Can BrainLM embeddings be effectively combined with other modalities (EEG, MEG, structural MRI, genetics) using late fusion or contrastive two-tower setups, and does this improve clinical prediction?
What neuroscientific structure is captured in the CLS token and internal layers—can we relate specific attention patterns or latent dimensions to known circuits or cognitive processes?
How robust is BrainLM to distribution shifts such as different scanners, acquisition protocols, or clinical populations (e.g., pediatric, elderly, or specific disorders)?
Can smaller, distilled versions of BrainLM retain most performance while being practical for clinical or real-time applications?

9. Context and Broader Impact¶

Position in the FM landscape
BrainLM is to fMRI what large language models (like GPT) are to text: a general, pretrained backbone that can be adapted to many tasks rather than a task-specific model.
Within brain/neuro FMs, it extends prior work that focused on visual cortex or small datasets to whole-brain modeling at population scale.
It shows that the masked autoencoder paradigm from vision and language transfers well to spatiotemporal brain data.
Relation to well-known ideas
Conceptually, BrainLM behaves like a BERT-style or ViT-style masked model applied to a 2D grid where one dimension is space (brain parcels) and the other is time (fMRI timesteps).
The attention-based interpretability parallels how we interpret attention maps in NLP and vision, but here the "tokens" are brain parcels over time.
The clinical prediction and network discovery tasks illustrate how foundation models can support both prediction and scientific discovery.

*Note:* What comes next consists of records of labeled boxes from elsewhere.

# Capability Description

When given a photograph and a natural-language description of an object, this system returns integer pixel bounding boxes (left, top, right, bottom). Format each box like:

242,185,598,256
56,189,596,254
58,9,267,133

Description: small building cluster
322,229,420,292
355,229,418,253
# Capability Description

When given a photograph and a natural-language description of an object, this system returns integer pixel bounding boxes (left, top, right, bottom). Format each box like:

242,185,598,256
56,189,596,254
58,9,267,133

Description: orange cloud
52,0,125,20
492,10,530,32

Why it matters and how it links to integration plans
For a grad student interested in computational neuroscience, BrainLM is a blueprint for building large, reusable models of brain activity.

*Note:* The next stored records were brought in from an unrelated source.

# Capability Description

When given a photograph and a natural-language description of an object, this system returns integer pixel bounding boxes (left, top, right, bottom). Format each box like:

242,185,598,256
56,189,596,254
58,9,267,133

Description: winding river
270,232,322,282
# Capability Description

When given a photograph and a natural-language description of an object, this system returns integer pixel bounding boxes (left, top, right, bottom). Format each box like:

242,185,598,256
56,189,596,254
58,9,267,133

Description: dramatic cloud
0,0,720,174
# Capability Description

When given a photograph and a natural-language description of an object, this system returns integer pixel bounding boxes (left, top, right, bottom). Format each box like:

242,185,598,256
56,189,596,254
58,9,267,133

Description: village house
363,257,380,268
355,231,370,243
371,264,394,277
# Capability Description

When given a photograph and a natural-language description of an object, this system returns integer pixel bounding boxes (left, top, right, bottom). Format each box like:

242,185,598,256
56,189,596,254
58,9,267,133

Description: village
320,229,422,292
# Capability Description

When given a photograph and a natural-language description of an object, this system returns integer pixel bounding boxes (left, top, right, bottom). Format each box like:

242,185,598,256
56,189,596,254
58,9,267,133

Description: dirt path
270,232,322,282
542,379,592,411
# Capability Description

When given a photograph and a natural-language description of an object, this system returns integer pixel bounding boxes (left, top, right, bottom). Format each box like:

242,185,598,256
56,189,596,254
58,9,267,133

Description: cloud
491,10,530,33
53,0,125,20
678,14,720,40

It provides a ready-made encoder that can plug into multimodal integration pipelines—consistent with the integration baseline plan’s idea of learning strong, modality-specific representations before fusion.
The work signals a general trend: foundation models are moving into neuroimaging, opening paths to richer multimodal systems that combine brain signals with genetic, behavioral, and clinical data.

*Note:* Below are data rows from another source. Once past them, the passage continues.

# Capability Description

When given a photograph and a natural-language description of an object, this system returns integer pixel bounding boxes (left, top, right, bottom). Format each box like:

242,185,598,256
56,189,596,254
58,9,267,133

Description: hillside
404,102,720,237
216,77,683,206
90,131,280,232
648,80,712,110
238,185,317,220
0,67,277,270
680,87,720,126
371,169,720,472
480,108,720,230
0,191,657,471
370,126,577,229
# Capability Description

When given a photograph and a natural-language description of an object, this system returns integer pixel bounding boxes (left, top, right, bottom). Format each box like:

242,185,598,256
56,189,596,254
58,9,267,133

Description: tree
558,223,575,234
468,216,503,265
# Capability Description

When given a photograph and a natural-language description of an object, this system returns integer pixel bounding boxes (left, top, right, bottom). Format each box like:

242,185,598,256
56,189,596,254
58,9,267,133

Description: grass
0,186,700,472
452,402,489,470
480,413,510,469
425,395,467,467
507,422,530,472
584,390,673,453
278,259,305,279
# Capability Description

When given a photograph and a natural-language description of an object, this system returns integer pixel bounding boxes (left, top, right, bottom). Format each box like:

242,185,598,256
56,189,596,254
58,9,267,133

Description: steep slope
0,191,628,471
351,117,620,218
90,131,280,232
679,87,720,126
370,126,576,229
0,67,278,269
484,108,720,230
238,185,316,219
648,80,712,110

10. Key Takeaways (Bullet Summary)¶

Problem
There is a need for a single, scalable model that can learn from massive fMRI repositories and support many downstream neuroscience and clinical tasks.
Traditional task-specific models struggle with generalization, data scale, and transfer across cohorts.
Method / model
BrainLM is a transformer-based masked autoencoder that treats fMRI parcel×time windows as a 2D grid of tokens.
It uses spatiotemporal masking and reconstruction to learn representations from 6,700 hours of fMRI without task labels.
The architecture includes 4-layer encoder and 2-layer decoder transformers, with learned spatial and temporal embeddings and a summary CLS token.
Multiple model sizes (13M–650M parameters) are trained, showing improved performance with scale.
Results
BrainLM shows strong reconstruction and generalization performance on both UKB and HCP datasets.
It outperforms baselines (SVR, MLP, LSTM, GCN, Neural ODE, non-pretrained Transformer) in clinical variable prediction and future brain state forecasting.
Attention-based analyses reveal meaningful functional networks and clinical differences, and attention-derived features outperform other representations in classifying parcels into known networks.
Why it matters
BrainLM establishes a foundation model paradigm for fMRI, demonstrating that large, self-supervised models can unify diverse tasks in brain dynamics modeling.
It provides a flexible, interpretable, and extensible backbone that future work can extend to multimodal settings and more ambitious clinical and neuroscientific applications.